Nefertiti

Photograph of the bust of Nefertiti, Neues Museum. Image Credit: Neues Museum/WikiCommons.

By Jack Beesley

Nefertiti (c.1370 – c.1330 BCE) is one of the most recognisable, yet enigmatic, queens of Ancient Egypt. As the Great Royal Wife of Pharaoh Akhenaten, Nefertiti was a queen of the 18th Dynasty, made famous by the discovery of her bust by German archaeologist Ludwig Borchard.

Nefertiti’s parentage is undetermined, as such, many theories have been proposed to clarify her ancestry.

One often cited theory suggests that Nefertiti was the daughter of Ay, a top advisor who would become Pharaoh some years after Nefertiti’s death as the successor of Tutankhamen, Nefertiti’s stepson.

Another theory proposes that Nefertiti was in fact the biological sister of her husband, Akhenaten, which was customary among Egyptian royals as it was believed to preserve the purity of the royal bloodline.

Nefertiti was the favoured consort of Akhenaten, symbolised by her continuous presence on the walls of the tombs and temples built during his reign. The frequency of Nefertiti’s image is not matched by any other Egyptian queen.

She is depicted as equal in stature to a king, striking Egypt’s enemies and worshiping in the fashion of a Pharaoh, leading to speculation among scholars that Nefertiti was elevated by her husband to co-regent.

In the fifth year of her husband’s reign, Akhenaten initiated a religious revolution – he replaced Egypt’s principal god Amon with the sun god Aton, closed the old state temples, and relocated the court to a tailor-made capital city, Akhetaton.

Nefertiti and Akhenaten had six daughters. This contributed to the celebration of Nefertiti as a fertility goddess. Despite this, Akhenaten took other wives in the hope of producing sons, including his own sister, with whom he fathered the future Tutankhamun.
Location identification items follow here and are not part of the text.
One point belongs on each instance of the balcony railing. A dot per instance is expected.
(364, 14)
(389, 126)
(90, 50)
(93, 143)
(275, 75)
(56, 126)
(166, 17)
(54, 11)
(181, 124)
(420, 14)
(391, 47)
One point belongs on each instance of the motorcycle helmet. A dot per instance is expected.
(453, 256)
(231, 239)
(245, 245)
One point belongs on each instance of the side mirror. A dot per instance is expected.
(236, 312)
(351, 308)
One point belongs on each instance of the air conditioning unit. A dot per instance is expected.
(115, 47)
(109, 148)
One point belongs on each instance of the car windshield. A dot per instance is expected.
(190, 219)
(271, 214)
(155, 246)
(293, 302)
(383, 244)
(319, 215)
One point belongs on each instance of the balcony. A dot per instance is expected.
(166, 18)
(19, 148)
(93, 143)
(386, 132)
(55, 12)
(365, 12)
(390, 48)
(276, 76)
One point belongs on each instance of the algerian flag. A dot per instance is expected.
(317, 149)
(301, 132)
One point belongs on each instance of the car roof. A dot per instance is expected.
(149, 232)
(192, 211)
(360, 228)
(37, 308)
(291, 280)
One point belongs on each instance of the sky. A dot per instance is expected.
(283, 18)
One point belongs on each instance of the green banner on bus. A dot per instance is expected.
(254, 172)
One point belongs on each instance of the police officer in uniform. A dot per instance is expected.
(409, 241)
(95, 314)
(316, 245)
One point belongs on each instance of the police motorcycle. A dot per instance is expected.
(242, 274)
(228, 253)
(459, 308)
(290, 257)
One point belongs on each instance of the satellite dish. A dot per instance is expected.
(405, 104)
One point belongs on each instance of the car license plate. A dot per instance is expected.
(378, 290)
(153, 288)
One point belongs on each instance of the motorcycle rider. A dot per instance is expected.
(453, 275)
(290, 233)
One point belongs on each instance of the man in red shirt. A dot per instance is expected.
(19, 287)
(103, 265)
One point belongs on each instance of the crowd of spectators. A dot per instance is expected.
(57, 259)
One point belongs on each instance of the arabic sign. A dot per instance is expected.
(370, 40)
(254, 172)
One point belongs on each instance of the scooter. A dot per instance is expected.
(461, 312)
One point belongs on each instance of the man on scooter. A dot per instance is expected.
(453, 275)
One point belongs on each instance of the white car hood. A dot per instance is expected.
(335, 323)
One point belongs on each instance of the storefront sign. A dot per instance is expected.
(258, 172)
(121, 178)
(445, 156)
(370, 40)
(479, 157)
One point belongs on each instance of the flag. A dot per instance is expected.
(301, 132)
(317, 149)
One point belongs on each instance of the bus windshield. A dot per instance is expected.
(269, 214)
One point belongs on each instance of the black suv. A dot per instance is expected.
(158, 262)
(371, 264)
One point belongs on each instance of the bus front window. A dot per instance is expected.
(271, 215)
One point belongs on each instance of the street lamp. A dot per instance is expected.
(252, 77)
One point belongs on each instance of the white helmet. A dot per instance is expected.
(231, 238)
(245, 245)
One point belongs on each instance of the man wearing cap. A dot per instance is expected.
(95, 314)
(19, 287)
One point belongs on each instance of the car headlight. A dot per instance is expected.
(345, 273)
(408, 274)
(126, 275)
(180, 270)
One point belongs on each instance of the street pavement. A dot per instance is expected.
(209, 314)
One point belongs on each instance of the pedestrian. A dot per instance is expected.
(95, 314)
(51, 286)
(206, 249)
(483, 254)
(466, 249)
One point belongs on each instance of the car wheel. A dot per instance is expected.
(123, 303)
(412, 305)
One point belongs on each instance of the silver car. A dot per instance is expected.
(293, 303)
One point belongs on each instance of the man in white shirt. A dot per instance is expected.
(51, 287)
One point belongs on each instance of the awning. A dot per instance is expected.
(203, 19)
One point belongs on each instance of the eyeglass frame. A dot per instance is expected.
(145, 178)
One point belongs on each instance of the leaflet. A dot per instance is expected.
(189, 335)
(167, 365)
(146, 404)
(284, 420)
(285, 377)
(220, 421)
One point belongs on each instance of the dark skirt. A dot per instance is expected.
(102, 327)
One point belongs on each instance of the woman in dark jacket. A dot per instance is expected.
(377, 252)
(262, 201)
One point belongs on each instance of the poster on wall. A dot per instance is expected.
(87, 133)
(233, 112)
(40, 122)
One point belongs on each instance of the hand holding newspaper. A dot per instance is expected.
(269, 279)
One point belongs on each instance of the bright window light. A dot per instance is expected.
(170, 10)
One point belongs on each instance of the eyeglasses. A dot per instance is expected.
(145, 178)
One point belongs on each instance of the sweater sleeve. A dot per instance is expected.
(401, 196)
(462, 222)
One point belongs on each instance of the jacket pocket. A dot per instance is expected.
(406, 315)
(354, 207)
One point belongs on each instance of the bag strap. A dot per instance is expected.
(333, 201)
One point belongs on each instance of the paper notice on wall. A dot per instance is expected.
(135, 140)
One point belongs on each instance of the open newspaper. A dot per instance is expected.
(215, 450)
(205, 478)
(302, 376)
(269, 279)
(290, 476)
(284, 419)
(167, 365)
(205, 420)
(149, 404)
Nefertiti vanishes from record circa the 12th year of Akhenaten’s reign. This suggests that she died; however, some scholars believe she became her husband’s official co-regent under the name Neferneferuaten.

If Nefertiti maintained power, it is possible she initiated the reversal of her husband’s religious revolution, which would culminate in the reign of King Tut.

Recommended Reading

Joann Fletcher, The Search for Nefertiti (London: Hodder & Stoughton, 2004)

Joyce Tyldesley, Nefertiti: Egypt’s Sun Queen (London: Penguin, 2005).